Malpractice Caps for Non-Economic Damages. The current cap of $250,00 was enacted in 1975 and has not been raised since. Prop 46 seeks to raise is to $1.1M (reflecting inflation since 1975) and index it to inflation going forward. Attorney’s contingency percentage cap would remain unchanged but they would receive the benefits of the increased base on which it is computed should higher amounts be awarded.
Drug & Alcohol Testing for MD’s. There is no current testing requirement. According to the Society for Human Resource Management, in California:
“With limited exceptions, employers are prohibited from requiring or conducting drug tests on existing employees. Employers may require a drug test of existing employees only in the following circumstances:
- Reasonable grounds or suspicion exist and justify a drug test.
- There is a clear and present physical danger to the employee, other employees or members of the general public.
- Employees are granted the opportunity to have drug test samples tested a second time by another drug testing facility.
Additional requirements exist under the Federal Motor Carriers Safety Administration, the Federal Railroad Administration (FRA), the Federal Aviation Administration (FAA), the Federal Transit Administration (FTA), the Pipeline and Hazardous Materials Safety Administration (PHMSA) and the United States Coast Guard (USCG). -“
Doctors may already be tested under the “reasonable grounds or suspicion” so putting it into a Prop is not needed. Random testing would not seem to fall within the purview of current circumstances and seems to interfere with Federal rights.
Doctors feel that the drug testing is really being used as a fishing expedition to increase the limit on medical malpractice awards.
Controlled Substance Tracking. While tracking of controlled substances will be imperfect until the development of a national database, doctors SHOULD BE REQUIRED make use of available tools that are available.
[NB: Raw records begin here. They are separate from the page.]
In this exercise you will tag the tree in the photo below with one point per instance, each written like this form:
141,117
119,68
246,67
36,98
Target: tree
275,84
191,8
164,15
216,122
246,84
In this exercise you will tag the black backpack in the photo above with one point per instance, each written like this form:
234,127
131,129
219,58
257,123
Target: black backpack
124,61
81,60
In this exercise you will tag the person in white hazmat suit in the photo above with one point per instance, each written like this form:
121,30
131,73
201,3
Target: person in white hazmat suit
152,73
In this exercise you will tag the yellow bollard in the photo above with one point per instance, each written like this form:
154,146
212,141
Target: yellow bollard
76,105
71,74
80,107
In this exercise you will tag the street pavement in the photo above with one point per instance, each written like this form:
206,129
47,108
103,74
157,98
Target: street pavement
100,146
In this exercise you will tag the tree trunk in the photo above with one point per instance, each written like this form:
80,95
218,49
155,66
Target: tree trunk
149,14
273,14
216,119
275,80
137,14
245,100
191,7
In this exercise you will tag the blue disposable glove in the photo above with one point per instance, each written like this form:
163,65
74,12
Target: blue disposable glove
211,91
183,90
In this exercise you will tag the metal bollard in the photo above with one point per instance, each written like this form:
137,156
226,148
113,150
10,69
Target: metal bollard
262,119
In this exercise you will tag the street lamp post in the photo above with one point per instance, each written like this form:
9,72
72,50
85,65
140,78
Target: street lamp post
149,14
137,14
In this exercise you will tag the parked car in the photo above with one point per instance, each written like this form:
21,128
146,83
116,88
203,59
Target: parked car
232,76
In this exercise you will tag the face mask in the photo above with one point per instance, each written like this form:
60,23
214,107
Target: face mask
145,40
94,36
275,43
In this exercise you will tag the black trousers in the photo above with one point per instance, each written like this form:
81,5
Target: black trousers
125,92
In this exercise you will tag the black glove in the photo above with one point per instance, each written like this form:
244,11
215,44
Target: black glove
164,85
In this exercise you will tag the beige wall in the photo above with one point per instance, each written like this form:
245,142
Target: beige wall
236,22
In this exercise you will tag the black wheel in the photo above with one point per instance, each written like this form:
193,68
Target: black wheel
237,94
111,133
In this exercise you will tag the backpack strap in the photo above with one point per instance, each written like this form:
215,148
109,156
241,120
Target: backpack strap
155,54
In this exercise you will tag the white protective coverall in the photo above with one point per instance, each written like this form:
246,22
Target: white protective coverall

Malpractice Caps for Non-Economic Damages. This seems very reasonable, I believe all legislated amounts should be indexed for inflation or deflation as they do away with the necessity for future propositions to right them.
Drug & Alcohol Testing for MD’s. This part of Prop 46 seems eminently unnecessary. Under current HR law they can already be tested for “reasonable grounds or suspicion”. Random testing seems to benefit only laboratories and impinges on personal freedoms. It would seem that this portion of the bill could be taken to court and declared unconstitutional.
Two out of three are very good but the Drug Testing provisions are not palatable to me. I don’t feel the other provisions are time critical, so, take this Prop back for revision without the drug and alcohol testing provision. I’m voting NO.